What I’m grateful for:
My husband, even though I said to him yesterday, “You are really annoying me.” People, we’ve been cooped up together for more than 2 months and he types SO LOUDLY and his voice on work calls is BOOMING. And just when I think I can introvert (yes, it’s a verb) in peace when he falls asleep at 7pm, he starts SNORING. There are too many sounds going on for my highly sensitive soul.

But, seriously, isn’t true love being able to say “You are annoying the hell out of me” without fear of rejection or abandonment? Isn’t true love being able to be yourself even when that self is in a bitchy mood? Chris doesn’t flinch when I’m annoyed at him. He just gets me a beer. We will get through this quarantine weirdness. We’ve been through much worse.
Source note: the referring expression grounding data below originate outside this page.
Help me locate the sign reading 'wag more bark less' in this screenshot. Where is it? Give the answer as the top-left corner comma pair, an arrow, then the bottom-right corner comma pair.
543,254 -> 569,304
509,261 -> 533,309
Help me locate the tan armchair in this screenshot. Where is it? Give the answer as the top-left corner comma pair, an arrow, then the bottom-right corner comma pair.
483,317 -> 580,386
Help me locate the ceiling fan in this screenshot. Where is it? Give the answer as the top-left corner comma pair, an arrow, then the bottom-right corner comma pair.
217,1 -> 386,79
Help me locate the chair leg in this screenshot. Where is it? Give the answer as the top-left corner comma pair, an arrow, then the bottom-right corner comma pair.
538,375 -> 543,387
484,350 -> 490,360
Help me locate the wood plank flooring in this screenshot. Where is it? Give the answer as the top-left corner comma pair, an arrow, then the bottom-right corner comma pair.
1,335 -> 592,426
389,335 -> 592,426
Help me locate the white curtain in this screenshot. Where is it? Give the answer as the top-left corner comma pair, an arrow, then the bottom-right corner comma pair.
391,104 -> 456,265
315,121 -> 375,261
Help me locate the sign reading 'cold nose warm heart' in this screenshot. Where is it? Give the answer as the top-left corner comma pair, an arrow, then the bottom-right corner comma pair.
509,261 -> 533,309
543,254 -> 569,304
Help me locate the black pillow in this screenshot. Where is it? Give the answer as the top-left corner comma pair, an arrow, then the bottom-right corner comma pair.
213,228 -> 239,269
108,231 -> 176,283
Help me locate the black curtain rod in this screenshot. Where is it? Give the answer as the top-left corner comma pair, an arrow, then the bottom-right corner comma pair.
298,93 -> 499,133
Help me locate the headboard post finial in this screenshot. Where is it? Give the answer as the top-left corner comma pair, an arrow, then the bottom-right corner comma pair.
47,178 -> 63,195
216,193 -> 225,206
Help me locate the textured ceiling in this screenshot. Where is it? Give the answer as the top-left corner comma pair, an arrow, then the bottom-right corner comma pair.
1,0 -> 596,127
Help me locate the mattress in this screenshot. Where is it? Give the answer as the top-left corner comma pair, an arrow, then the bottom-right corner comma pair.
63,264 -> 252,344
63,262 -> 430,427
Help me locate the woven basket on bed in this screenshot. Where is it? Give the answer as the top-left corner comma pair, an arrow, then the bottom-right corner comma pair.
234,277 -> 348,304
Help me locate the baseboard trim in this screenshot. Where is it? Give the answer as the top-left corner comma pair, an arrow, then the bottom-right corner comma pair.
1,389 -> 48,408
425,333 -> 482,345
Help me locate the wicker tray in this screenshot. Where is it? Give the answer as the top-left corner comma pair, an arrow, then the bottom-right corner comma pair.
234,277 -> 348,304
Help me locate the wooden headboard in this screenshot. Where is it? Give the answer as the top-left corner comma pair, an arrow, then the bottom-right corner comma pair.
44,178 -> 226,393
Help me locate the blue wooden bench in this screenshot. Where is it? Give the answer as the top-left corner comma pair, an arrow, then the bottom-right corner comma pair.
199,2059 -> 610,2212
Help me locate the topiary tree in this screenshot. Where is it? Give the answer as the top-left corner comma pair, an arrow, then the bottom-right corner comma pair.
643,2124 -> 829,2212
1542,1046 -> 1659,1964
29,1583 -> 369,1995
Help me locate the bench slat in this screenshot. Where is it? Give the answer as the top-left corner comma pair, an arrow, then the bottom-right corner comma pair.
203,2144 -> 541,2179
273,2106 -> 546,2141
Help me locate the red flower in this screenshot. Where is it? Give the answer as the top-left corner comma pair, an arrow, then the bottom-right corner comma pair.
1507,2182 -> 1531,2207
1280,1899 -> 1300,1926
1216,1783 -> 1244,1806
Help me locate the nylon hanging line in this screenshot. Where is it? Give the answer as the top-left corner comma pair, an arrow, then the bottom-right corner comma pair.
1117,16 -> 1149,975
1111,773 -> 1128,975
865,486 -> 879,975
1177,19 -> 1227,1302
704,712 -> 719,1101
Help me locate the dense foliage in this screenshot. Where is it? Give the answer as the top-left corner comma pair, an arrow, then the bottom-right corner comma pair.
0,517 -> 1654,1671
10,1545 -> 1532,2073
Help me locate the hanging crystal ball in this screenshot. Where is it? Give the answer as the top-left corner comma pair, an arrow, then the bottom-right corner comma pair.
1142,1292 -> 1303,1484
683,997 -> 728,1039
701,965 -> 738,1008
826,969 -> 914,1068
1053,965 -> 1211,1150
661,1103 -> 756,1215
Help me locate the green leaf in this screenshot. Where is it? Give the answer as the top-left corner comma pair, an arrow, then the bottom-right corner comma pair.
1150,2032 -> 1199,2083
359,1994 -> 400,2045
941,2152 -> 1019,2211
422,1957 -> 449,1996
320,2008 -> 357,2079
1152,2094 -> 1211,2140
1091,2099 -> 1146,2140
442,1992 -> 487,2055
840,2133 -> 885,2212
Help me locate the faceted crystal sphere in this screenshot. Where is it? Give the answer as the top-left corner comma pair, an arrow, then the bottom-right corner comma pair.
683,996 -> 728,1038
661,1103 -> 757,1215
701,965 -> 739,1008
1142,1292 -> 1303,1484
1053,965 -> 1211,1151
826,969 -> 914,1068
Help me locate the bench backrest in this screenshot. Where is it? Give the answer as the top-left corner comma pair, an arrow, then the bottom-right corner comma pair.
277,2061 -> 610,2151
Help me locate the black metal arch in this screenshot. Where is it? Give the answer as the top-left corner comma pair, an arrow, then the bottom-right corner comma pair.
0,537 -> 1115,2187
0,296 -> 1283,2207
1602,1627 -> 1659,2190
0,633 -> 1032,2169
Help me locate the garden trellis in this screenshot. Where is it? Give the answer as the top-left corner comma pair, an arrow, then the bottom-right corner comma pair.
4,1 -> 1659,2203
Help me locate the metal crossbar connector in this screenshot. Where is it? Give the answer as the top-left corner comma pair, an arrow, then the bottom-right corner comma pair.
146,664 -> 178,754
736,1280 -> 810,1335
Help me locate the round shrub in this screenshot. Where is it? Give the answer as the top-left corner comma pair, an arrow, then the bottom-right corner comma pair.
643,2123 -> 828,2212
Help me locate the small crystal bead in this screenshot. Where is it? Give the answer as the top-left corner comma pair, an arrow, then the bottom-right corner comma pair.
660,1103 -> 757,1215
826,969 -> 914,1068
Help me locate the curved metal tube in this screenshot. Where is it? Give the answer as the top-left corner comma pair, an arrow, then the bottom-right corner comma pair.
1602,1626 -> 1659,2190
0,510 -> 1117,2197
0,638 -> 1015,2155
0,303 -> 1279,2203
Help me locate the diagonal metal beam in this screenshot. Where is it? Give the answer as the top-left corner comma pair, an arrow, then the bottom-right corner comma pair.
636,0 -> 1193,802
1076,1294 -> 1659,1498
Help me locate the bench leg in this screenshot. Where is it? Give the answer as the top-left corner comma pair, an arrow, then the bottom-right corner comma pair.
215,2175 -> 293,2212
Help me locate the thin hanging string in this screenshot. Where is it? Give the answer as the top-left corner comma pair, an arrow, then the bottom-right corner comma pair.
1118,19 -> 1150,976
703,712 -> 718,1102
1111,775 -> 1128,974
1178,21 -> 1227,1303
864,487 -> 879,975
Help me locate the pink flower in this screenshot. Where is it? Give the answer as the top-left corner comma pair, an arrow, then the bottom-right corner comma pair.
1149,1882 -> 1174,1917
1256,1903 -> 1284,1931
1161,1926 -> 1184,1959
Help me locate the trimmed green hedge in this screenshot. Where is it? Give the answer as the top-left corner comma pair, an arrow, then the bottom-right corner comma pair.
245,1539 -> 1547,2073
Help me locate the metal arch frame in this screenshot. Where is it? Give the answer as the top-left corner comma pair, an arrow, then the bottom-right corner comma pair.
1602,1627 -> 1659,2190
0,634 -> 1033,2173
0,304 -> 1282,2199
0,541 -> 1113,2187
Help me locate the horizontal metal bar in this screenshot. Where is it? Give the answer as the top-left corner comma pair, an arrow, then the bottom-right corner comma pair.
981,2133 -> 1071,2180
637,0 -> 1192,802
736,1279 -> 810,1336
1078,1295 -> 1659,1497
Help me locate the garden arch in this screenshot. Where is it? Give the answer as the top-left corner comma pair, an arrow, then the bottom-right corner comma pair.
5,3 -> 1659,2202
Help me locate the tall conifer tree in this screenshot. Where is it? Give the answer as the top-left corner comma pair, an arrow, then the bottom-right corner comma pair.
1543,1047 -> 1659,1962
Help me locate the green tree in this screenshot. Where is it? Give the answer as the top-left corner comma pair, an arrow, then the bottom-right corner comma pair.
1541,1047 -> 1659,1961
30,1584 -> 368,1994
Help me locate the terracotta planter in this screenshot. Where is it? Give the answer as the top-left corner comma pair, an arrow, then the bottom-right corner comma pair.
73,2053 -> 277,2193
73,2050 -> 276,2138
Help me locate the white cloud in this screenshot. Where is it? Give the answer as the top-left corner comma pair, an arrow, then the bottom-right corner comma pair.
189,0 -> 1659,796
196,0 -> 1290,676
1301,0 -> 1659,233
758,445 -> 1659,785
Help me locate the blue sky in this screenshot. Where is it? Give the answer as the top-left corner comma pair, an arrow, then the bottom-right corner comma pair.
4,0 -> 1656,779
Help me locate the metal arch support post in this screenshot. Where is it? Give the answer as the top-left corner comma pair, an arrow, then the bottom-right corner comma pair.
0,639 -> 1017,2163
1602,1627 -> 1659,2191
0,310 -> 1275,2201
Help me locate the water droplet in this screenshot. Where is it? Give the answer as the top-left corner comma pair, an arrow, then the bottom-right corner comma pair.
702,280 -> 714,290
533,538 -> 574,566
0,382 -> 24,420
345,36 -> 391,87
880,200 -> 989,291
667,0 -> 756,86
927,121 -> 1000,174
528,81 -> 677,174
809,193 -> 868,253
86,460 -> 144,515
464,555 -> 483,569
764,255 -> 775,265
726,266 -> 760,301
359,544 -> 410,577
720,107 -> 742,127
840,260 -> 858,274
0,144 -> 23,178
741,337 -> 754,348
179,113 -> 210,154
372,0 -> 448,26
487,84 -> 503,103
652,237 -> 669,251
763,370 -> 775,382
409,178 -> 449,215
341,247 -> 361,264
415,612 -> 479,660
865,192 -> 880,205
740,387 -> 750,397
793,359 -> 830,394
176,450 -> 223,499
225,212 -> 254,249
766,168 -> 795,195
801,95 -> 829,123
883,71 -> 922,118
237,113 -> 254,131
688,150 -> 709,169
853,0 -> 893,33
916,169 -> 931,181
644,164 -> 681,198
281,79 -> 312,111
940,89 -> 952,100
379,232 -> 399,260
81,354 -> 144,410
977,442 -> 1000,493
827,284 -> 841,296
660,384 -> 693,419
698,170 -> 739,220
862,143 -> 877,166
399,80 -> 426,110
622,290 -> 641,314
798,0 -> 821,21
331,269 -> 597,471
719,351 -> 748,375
Six years ago today, when we said “I do,” we had already been through so much together–the loss of his dad (from ALS) and the loss of his stepdad (he had a heart attack while driving on the 5 freeway). But we had no idea what was coming. We didn’t know that his mom would die just a few months after our wedding. We didn’t know that shortly after that we would have our first pregnancy loss. And then a second, and a third, and a fourth. We didn’t know that we would finally have a daughter. We didn’t know that the post-traumatic stress of all the loss would carry over into life after her birth. We didn’t know that the baby phase would challenge our marriage in ways none of the other stuff had (despite our immense gratitude for her). We didn’t know that she would become the light of our lives, baffling us every day with her persistent joy (seriously, where did this child come from?). We didn’t know that we would take a risk on buying and renovating a dream house (without killing each other!). There’s just so much we didn’t know. There’s still so much we don’t know. Uncertainty causes me a lot of anxiety, and marriage helps quell that anxiety. It’s a constant when so much else is in flux. Not that our marriage (or any marriage?) is easy. A shaman in Maui (long story) told us we have a “karmic marriage,” meaning we have hard lessons to teach each other. And that’s true. The lessons aren’t always comfortable, but we are both better because of them.